The Penokean orogeny was a mountain-building episode that occurred in the early Proterozoic about 1.86 to 1.83 billion years ago, in the area of Lake Superior, North America. The core of this orogeny, the Churchill Craton, is composed of terranes derived from the 1.86–1.81 Ga collision between the Superior and North Atlantic cratons. The orogeny resulted in the formation of the Nena and Arctica continents, which later merged with other continents to form the Columbia supercontinent. The name was first proposed by Blackwelder 1914 in reference to what is known as the Penokee Range, sometimes incorrectly called the Gogebic Range, in northern Michigan and Wisconsin.

The Paleoproterozoic Penokean orogeny developed in an embayment on the southern margin of the Superior Craton. It extends east from Minnesota to the Grenville orogen near Lake Huron and south to the Central Plain in Wisconsin. It is composed of two domains separated by the Niagara Fault Zone: the southern, internal domain, the Wisconsin Magmatic Terranes, consists of Paleoproterzoic tholeiitic and calc-alkaline island arc rocks and calc-alkaline plutonic rocks; the northern, external domain consists of a continental margin foreland basin overlying an Archaean basement and includes the supracrustal rocks of the Animikie Group and Marquette Range Supergroup. The collision between the two domains around 1.88–1.85 Ga resulted in northward-directed thrusting and folding of the northern domain.

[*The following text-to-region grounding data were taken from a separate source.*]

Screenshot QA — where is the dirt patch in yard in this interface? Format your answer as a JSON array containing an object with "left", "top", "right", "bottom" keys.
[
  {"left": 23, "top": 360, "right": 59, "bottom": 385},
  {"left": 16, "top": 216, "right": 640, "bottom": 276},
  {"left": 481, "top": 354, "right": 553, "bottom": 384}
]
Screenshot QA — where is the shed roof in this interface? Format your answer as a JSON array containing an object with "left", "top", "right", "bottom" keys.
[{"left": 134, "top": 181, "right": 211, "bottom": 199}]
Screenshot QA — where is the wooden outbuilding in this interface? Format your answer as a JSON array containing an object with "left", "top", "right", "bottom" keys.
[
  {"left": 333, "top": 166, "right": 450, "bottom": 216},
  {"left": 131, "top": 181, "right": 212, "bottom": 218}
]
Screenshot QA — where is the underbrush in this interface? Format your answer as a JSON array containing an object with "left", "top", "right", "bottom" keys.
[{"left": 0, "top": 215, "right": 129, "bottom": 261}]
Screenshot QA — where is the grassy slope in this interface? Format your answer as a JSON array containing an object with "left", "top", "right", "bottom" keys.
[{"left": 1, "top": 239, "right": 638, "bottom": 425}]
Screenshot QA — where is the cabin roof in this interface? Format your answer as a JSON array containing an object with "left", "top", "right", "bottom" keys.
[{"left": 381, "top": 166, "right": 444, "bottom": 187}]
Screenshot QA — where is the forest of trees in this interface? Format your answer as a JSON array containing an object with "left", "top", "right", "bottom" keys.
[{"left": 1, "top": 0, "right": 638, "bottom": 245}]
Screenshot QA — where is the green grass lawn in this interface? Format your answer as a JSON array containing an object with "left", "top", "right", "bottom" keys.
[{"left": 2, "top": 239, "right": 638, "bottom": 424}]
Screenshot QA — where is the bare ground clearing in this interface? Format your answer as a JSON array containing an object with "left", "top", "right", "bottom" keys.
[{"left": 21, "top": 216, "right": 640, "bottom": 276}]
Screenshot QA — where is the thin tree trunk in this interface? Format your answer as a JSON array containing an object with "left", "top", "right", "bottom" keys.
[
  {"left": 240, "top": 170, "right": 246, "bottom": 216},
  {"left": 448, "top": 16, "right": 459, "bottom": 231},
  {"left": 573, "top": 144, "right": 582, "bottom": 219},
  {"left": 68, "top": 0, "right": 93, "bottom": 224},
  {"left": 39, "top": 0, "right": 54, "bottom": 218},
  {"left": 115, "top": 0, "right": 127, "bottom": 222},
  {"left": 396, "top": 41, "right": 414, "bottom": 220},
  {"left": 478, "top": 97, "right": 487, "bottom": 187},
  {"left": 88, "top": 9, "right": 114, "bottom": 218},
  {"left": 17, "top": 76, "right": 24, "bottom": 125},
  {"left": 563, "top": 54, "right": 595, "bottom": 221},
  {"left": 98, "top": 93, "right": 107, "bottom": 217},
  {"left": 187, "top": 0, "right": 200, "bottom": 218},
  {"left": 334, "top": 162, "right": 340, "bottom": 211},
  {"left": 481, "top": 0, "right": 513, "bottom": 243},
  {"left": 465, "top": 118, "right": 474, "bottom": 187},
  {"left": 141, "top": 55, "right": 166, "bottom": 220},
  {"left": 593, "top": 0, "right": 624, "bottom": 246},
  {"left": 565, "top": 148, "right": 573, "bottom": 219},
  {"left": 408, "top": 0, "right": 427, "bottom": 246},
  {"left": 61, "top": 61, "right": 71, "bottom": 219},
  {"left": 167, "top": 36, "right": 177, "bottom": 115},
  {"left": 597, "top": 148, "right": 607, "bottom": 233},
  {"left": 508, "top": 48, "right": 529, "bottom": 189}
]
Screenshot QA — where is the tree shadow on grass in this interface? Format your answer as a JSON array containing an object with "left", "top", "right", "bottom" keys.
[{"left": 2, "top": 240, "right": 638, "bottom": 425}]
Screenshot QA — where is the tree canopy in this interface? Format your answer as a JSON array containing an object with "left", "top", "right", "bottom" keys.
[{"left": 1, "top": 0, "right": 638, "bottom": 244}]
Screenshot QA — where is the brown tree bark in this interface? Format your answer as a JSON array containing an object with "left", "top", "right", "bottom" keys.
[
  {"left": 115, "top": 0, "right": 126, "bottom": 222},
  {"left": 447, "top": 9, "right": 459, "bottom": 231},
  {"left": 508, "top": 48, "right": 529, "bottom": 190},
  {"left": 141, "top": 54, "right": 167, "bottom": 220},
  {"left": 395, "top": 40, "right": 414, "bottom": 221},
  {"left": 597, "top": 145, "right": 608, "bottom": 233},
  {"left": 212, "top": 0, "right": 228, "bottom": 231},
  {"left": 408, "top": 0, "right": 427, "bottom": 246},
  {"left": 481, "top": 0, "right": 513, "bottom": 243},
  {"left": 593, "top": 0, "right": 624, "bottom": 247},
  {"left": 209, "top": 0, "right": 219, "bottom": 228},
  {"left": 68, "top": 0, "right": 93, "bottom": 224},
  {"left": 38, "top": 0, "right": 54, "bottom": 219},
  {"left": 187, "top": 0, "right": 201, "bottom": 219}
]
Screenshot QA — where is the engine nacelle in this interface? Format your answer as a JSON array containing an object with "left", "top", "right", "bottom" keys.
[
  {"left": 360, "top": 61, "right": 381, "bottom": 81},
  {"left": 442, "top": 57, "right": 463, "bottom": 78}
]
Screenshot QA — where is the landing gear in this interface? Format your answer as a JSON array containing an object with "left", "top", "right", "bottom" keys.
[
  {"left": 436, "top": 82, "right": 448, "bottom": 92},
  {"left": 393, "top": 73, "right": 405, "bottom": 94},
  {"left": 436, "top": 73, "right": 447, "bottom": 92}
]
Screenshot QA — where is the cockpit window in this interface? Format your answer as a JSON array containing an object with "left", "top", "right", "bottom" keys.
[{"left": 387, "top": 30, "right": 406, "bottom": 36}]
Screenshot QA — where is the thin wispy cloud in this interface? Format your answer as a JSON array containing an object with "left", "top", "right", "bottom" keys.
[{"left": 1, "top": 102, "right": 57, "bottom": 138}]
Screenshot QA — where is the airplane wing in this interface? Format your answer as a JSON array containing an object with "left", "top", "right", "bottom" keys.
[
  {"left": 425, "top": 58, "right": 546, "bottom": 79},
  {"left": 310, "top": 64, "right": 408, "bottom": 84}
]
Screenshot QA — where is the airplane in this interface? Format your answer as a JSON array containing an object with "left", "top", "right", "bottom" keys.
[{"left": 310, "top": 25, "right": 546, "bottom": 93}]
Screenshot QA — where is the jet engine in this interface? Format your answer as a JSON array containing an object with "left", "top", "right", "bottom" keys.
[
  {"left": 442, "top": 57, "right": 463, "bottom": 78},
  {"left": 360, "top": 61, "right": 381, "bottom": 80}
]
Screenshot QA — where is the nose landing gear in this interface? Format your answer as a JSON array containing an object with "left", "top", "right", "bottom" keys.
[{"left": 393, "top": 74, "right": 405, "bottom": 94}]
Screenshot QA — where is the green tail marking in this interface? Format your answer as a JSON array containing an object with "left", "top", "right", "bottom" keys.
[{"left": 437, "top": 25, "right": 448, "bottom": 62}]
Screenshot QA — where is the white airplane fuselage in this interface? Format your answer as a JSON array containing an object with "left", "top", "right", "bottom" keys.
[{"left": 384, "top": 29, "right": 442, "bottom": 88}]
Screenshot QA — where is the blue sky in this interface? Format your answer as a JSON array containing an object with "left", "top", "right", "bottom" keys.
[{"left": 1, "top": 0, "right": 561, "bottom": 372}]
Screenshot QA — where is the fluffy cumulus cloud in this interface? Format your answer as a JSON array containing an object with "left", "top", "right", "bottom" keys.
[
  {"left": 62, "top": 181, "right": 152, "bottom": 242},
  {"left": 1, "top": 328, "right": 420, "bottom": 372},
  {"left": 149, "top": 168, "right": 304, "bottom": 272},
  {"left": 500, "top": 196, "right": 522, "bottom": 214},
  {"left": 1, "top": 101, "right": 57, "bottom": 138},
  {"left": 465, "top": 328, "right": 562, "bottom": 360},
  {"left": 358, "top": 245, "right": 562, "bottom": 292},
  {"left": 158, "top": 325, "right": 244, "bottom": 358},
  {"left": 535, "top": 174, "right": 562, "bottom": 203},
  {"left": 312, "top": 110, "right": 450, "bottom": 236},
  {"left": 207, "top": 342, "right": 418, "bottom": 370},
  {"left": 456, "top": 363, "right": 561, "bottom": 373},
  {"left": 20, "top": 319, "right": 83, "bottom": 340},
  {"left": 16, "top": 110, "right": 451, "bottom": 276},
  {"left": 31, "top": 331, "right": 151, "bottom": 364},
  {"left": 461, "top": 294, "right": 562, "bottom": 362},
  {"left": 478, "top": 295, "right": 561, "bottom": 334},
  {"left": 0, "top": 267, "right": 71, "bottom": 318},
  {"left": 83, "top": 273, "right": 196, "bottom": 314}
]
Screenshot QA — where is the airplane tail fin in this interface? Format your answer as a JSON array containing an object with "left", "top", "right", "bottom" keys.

Before this episode the area was a passive continental margin occupied by a shallow sea, which created large sedimentary deposits including the banded iron formations of the Iron Ranges.

The orogeny happened in two phases. First an island arc called the Pembine-Wausau terrane collided with the ancient North American craton along with volcanoes formed in its back-arc basin. The second phase involved a microcontinent called the Marshfield terrane, which today forms parts of Wisconsin and Minnesota. The episode lasted about 10 million years.

Hundreds of millions of years later, the Keweenawan Rift occurred in the same area creating the basin that would eventually become Lake Superior. The remains of this orogeny can be seen today as the Iron Ranges of Minnesota and Ontario, the Northern Highlands of Wisconsin and the Upper Peninsula of Michigan.